Open hmuniz opened 5 years ago
@dr-shorthair @smrgeoinfo this one's for you two.
A lot of relationships have not been included explicitly.
isc:Wuchiapingian
time:intervalMetBy isc:Capitanian .
is implied by the inverse relationship
isc:Capitanian
time:intervalMeets isc:Wuchiapingian .
which is present in the data. However, I have found a different error. Currently
isc:Guadalupian
time:intervalContains isc:Capitanian .
which should actually be
isc:Guadalupian
time:intervalEndedBy isc:Capitanian .
Overall there are a lot of relationships that are not included. They could be added by running a whole lot of rules such as
'if A is met by B, and B is ended by C, then A is met by C' 'if D and E have the same end, and the beginning of E is after the beginning of D then E ends D' ... etc
These could be implemented as SPARQL CONSTRUCT or INSERT queries, but have not been designed yet. @hmuniz would you be interested in working through some of these?

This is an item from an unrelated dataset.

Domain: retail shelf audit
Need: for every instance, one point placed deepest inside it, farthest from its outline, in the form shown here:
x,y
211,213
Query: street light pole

Hi @dr-shorthair , interesting suggestions. I can talk to my students to see how can we collaborate. We have recently wrote about an implementation of the same Ontology in SUMO.
Extending SUMO to Geological Times - Alexandre Tessarollo, Henrique Muniz, Alexandre Rademaker and Adam Pease
The question is if it makes sense to add explicitly the relations that could be inferred by the ontologies declarations. For instance, TIME ontology (https://www.w3.org/2006/time#) already has the definition:
:intervalMeets
rdf:type owl:ObjectProperty ;
rdfs:domain :ProperInterval ;
rdfs:label "interval meets"@en ;
rdfs:range :ProperInterval ;
owl:inverseOf :intervalMetBy ;
The declarations of the time:numericPosition
in the gts:NumericEraBoundary
as annotation properties makes no reasoning possible over these statements.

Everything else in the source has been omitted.